Week 8: Deep Q-Networks (DQN)

  • Neural networks for value approximation
  • Experience replay
  • Target networks
  • Common pitfalls and solutions


Week 9: Policy Gradient Methods

  • REINFORCE algorithm
  • Policy gradient theorem
  • Baseline techniques
  • Actor-critic methods

Part III: Advanced Topics & Applications (Weeks 10-13)
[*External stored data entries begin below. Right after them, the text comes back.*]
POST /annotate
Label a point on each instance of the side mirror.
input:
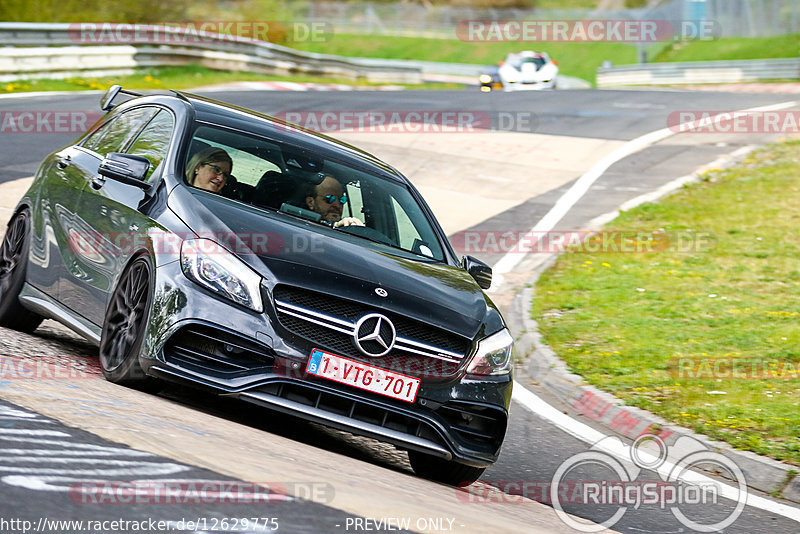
(478, 270)
(126, 168)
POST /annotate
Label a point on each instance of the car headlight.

Week 10: Exploration vs. Exploitation

  • Multi-armed bandits
  • Epsilon-greedy, UCB, Thompson sampling
  • Exploration in deep RL
  • Curiosity-driven learning


Week 11: Reward Shaping & Design

  • Reward engineering challenges
  • Reward shaping techniques
  • Inverse reinforcement learning (intro)
  • Common reward specification mistakes


Week 12: RL in Practice

  • Hyperparameter tuning
  • Debugging RL agents
  • Benchmarking and evaluation
  • Sim-to-real transfer considerations


Week 13: Case Studies

  • Robotics applications
  • Game playing (Chess, Go, video games)
  • Recommendation systems
  • Resource management

Part IV: Final Projects (Weeks 14-16)


Week 14-15: Project Development

  • Work on final projects
  • In-class project consultations
  • Peer feedback sessions


Week 16: Final Presentations

  • Student project presentations
  • Course wrap-up and future directions


Prerequisites

Required:

  • Programming: Proficient in Python
  • Mathematics:
    • Linear algebra (vectors, matrices)
    • Probability (random variables, expectations)
    • Calculus (derivatives, gradients)
  • Machine Learning: Basic ML concepts (supervised learning, neural networks)

Recommended:

  • Previous coursework in algorithms and data structures
  • Experience with NumPy, PyTorch, or TensorFlow
  • Exposure to optimization methods


Course Format

  • Lectures: 2x per week (75 minutes each)
    • Mix of theory, examples, and live coding
    • Interactive discussions and Q&A
  • Lab Sessions: Weekly (90 minutes)
    • Guided implementation exercises
    • Algorithm debugging practice
    • Office hours for project help
  • Programming Assignments: 5 assignments
    • Implement core RL algorithms
    • Apply to provided environments
    • Analyze and report results
  • Final Project: Team-based (2-3 students)
    • Propose an RL application
    • Implement and evaluate solution
    • Written report and presentation


Assessment

  • Programming Assignments (40%): 5 assignments, 8% each
  • Midterm Exam (20%): Covering weeks 1-7
  • Final Project (30%): Report (20%) + Presentation (10%)
  • Participation (10%): Class engagement and lab attendance


Textbooks & Resources

Primary Textbook

  • Sutton & Barto: “Reinforcement Learning: An Introduction” (2nd ed)
    • Free online: http://incompleteideas.net/book/the-book-2nd.html

Supplementary Resources

  • OpenAI Spinning Up in Deep RL
  • DeepMind x UCL RL Lecture Series
  • Selected research papers on key topics

Software & Tools

  • Python 3.8+
  • OpenAI Gym / Gymnasium
  • PyTorch or TensorFlow
  • Weights & Biases (for experiment tracking)


Course Policies

Collaboration Policy

  • Assignments: Discuss concepts but write your own code
  • Projects: Full collaboration within teams
  • Exams: Individual work only

Late Policy

  • Assignments: 20% penalty per day late (max 3 days)
  • Projects: No late submissions (presents at scheduled time)

Academic Integrity

  • Cite all external resources and code
  • Do not share code with other students
  • Plagiarism will result in course failure


Expected Workload

  • Lectures: 2.5 hours/week
  • Lab sessions: 1.5 hours/week
  • Assignments: 5-8 hours/week
  • Project: 10-15 hours/week (final 3 weeks)
  • Total: ~10-12 hours/week


Coming Soon

Detailed assignment specifications, starter code, and lecture slides will be made available once the course is scheduled.